When caring for your elderly parent, you may need help from time to time. That help can take many forms, but what kind of help is appropriate, and who can provide it?
Full-time Residential Care
If you are like most adults with a family of your own, you may not be able to provide the level of supervision and support your elderly parent needs. Naturally, you want your parent to enjoy the comfort and familiarity of home. Yet providing inadequate medical care, cognitive stimulation and mobility assistance can put your parent’s health and safety at risk. There may come a time when you should look for a good residential care facility Missouri. There are many options, so visit several sites in person. Find one near you so you can maintain constant contact and visit your parent often.
Part-time In-home Care
Your parent may need aid with just a few daily tasks. Hiring an in-home helper is a good option if your parent needs support during bathing, dressing or using the toilet. Other common services include preparing meals to meet special dietary needs, administering mediation and assisting with transportation. You can ensure your parent gets a program tailored to his or her particular needs, while enjoying the comforts of home. Moreover, you and your parent are free to nurture your personal relationship and enjoy each other’s company.

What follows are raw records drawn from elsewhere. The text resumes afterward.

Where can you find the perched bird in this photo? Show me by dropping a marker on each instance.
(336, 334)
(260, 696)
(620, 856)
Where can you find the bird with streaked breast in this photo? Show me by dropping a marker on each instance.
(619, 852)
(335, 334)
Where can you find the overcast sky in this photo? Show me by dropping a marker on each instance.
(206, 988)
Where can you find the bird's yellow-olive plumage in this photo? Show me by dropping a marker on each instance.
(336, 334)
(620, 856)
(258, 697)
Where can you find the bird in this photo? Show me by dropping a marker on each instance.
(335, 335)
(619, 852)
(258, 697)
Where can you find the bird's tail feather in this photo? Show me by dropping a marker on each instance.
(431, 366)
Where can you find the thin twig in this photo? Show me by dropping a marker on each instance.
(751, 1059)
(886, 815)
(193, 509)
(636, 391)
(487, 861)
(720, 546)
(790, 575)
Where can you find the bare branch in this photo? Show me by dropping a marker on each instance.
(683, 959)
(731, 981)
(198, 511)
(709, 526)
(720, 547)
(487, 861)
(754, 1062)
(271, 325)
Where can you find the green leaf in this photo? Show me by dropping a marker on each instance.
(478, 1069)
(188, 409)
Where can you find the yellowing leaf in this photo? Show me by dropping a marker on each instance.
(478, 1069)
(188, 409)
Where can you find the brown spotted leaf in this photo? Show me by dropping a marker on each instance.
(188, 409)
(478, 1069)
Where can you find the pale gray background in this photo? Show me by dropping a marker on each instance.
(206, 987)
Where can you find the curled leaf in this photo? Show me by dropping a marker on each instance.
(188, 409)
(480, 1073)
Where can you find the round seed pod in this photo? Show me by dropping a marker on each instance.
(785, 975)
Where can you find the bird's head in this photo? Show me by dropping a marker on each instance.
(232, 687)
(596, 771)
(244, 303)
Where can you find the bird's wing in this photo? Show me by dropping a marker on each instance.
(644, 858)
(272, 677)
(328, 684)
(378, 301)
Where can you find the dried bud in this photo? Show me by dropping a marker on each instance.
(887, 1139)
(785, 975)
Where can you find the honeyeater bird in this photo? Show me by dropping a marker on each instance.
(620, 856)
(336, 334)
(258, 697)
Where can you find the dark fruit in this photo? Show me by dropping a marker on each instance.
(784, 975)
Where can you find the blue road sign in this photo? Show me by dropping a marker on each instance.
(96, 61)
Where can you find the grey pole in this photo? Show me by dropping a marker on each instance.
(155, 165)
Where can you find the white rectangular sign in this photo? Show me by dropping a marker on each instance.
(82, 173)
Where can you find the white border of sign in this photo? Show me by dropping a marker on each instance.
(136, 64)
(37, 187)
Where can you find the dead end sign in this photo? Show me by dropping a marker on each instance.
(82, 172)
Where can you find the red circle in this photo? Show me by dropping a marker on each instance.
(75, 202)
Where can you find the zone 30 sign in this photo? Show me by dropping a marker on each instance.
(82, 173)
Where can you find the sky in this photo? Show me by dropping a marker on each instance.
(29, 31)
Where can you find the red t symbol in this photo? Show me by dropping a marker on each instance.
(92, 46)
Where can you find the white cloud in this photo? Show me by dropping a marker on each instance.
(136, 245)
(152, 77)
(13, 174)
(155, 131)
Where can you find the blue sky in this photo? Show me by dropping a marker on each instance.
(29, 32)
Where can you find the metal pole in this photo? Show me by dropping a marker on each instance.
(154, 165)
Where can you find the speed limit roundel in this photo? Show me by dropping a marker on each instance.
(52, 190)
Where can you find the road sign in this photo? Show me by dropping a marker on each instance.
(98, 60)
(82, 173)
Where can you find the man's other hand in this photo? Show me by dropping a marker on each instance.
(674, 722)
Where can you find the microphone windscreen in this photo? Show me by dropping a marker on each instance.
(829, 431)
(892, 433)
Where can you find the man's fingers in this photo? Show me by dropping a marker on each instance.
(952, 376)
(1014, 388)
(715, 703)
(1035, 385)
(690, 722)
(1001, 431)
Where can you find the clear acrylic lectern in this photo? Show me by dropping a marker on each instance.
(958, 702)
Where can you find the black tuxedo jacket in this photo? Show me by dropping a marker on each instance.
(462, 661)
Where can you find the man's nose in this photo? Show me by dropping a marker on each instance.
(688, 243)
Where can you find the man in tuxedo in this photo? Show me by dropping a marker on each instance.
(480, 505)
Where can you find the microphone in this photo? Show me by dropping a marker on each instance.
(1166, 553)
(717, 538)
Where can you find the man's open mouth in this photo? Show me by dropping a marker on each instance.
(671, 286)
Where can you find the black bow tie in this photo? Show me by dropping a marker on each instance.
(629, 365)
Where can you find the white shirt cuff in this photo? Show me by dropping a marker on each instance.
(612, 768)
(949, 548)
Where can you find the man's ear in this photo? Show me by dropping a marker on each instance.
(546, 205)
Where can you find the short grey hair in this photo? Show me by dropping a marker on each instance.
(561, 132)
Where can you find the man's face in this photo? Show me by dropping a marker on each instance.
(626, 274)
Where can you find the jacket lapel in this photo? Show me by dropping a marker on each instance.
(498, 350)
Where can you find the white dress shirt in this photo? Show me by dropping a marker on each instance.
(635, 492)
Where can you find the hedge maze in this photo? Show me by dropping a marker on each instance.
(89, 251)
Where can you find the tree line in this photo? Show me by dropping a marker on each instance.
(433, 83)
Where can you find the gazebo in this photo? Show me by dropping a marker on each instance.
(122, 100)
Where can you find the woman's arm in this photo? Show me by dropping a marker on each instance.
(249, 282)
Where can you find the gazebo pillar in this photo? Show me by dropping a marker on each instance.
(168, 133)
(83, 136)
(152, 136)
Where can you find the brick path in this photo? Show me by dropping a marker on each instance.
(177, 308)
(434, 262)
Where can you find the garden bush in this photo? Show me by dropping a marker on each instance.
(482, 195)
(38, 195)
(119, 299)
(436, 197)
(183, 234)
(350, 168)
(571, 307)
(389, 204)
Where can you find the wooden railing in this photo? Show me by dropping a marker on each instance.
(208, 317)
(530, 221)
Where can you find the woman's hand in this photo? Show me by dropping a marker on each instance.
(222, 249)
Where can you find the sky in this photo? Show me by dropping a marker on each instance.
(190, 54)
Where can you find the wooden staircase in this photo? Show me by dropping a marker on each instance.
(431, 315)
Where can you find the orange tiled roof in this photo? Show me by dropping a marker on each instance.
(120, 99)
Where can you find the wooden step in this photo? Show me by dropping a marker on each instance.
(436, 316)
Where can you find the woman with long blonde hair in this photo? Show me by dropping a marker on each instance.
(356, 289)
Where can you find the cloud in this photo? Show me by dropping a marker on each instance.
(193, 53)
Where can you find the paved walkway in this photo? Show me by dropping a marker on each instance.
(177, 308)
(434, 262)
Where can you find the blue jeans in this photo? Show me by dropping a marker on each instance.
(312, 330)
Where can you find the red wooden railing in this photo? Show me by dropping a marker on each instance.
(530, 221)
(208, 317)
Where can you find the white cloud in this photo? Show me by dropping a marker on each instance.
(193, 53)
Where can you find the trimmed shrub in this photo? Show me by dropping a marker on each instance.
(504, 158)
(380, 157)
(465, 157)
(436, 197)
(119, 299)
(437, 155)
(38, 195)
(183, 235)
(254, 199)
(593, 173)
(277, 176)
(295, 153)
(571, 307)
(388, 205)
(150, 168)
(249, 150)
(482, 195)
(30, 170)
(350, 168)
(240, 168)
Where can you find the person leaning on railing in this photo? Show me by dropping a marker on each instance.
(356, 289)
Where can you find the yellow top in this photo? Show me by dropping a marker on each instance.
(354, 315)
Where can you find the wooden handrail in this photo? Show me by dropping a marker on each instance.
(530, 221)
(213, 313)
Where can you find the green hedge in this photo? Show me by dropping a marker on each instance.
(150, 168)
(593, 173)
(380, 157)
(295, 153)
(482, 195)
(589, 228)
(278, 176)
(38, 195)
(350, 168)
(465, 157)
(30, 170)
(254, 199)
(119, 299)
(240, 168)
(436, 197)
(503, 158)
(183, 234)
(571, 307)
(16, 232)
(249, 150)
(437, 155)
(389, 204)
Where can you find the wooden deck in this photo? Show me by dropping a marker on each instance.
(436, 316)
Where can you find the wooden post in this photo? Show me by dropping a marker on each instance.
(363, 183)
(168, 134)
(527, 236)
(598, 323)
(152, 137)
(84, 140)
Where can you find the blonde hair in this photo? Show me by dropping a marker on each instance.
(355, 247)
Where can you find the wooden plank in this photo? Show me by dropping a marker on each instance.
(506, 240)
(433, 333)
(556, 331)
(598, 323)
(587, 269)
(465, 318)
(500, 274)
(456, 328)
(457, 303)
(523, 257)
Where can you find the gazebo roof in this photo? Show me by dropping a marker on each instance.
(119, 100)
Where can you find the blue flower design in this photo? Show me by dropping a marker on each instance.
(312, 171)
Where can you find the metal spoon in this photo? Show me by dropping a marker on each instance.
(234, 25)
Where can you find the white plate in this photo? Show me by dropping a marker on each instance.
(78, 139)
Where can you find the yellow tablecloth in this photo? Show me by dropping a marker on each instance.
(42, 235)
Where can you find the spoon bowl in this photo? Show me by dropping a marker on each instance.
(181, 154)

When your parent first moves in, there will be an adjustment period for everyone in the home. Prior to the initial move, you may want advice about modifying your surroundings. You may have concerns about your parent’s safety, especially if there are mobility issues to consider. Occupational therapists often provide home visits, which can be immensely helpful. These professionals can identify safety hazards and recommend installing items such as tub handles and hallway stability rails. They can also evaluate an elderly person’s ability to perform routine daily activities and prescribe exercises that can help with flexibility and balance.